Nos termos do art. 85 da Lei Estadual nº 3.808/81 (Estatuto da Polícia Militar do Estado do Piauí), o licenciamento constitui hipótese de desligamento ou exclusão do serviço ativo da Polícia Militar, ao lado da transferência para a reserva, reforma, demissão, perda de posto e patente, exclusão a bem da disciplina, deserção, falecimento ou extravio.
Portanto, para os fins jurídicos pertinentes, o licenciamento voluntário do servidor militar implica seu desligamento do serviço ativo, não subsistindo vínculo funcional que permita o posterior gozo das férias adquiridas.
Não se trata, portanto, de mera suspensão temporária do exercício funcional, mas de efetiva ruptura do vínculo com o serviço ativo da corporação.
Desse modo, com o desligamento — ainda que a pedido — torna-se definitivamente impossível o gozo das férias não usufruídas, momento em que nasce o direito à conversão em indenização pecuniária.

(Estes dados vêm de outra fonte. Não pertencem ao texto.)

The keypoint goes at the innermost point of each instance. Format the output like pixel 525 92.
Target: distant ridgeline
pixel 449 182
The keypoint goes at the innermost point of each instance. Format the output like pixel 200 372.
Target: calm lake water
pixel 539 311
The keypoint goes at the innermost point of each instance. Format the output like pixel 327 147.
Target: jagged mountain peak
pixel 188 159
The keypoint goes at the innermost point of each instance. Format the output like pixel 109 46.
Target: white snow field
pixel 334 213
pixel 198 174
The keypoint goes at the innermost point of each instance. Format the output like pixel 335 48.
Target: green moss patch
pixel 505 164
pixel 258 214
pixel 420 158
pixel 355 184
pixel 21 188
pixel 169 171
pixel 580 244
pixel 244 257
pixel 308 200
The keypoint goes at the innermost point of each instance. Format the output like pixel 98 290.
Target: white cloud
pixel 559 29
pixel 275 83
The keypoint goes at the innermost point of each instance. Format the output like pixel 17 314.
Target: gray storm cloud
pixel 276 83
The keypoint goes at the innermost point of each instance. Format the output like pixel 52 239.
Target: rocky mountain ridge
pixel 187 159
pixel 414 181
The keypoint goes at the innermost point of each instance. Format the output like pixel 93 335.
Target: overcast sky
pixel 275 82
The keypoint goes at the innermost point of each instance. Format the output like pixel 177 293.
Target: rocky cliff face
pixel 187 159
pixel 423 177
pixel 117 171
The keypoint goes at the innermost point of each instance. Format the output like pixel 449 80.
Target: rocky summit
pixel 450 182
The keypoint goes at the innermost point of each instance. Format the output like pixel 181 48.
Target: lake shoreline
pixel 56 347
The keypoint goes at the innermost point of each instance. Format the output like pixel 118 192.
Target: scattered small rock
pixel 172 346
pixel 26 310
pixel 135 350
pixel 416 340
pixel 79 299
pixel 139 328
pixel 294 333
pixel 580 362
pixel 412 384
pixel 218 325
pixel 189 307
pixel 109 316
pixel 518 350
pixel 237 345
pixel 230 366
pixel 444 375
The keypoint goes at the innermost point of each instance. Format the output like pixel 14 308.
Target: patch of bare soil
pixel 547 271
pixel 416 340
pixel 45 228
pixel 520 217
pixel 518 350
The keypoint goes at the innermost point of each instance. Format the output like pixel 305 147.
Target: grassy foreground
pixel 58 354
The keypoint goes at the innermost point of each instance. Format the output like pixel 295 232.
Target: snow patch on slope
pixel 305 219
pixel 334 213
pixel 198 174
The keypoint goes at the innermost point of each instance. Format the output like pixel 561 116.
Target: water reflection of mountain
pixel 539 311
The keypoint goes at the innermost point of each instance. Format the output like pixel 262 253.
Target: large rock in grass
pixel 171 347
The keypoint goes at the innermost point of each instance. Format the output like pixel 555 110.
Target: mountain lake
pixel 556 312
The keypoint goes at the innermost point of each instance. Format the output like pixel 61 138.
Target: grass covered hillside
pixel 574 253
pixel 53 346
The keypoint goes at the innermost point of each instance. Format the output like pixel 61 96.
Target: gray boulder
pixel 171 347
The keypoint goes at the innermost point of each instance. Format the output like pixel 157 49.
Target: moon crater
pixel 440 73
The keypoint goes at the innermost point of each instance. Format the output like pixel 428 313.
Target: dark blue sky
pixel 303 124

Importante ressaltar que, as férias não foram gozadas por necessidade do serviço e interesse da Administração, afastando-se qualquer alegação de renúncia voluntária do servidor ao direito.
Nessas circunstâncias, impedir a indenização implicaria permitir que a Administração Pública se beneficiasse da prestação do serviço sem conceder a contraprestação correspondente, configurando enriquecimento sem causa.
A tese fixada no Tema 635 do STF consagra exatamente esse fundamento jurídico: a vedação ao enriquecimento sem causa da Administração Pública quando impede ou inviabiliza o gozo de direito remuneratório regularmente incorporado ao patrimônio jurídico do servidor.
Ainda que a redação originária da tese mencione servidor inativo, o fundamento constitucional não se limita a tal hipótese, mas repousa na vedação ao enriquecimento ilícito da Administração, plenamente aplicável aos casos em que o desligamento do serviço ativo torna impossível o gozo do direito.
Assim, não há distinção jurídica relevante (distinguishing) apta a afastar a incidência do Tema 635. O fundamento central — impossibilidade de gozo por circunstância imputável à Administração e consequente vedação ao enriquecimento sem causa — encontra-se integralmente presente no caso em exame.
Quanto à invocação do Tema 1395 do STJ, observa-se que a controvérsia ali submetida refere-se ao termo inicial do prazo prescricional, matéria distinta daquela discutida no presente feito, que versa sobre o próprio direito à indenização.
Portanto, as alegações do agravante configuram mero inconformismo com a aplicação de precedente vinculante, não evidenciando violação direta a dispositivo constitucional, mas tentativa de rediscussão da matéria sob enfoque infraconstitucional.
Dessa forma, permanecem íntegros os fundamentos da decisão que negou seguimento ao Recurso Extraordinário.
Ante o exposto, voto pelo conhecimento DO AGRAVO INTERNO para negar-lhe provimento, mantendo inalterada a decisão agravada.
É como voto.
Teresina/PI, datado e assinado eletronicamente.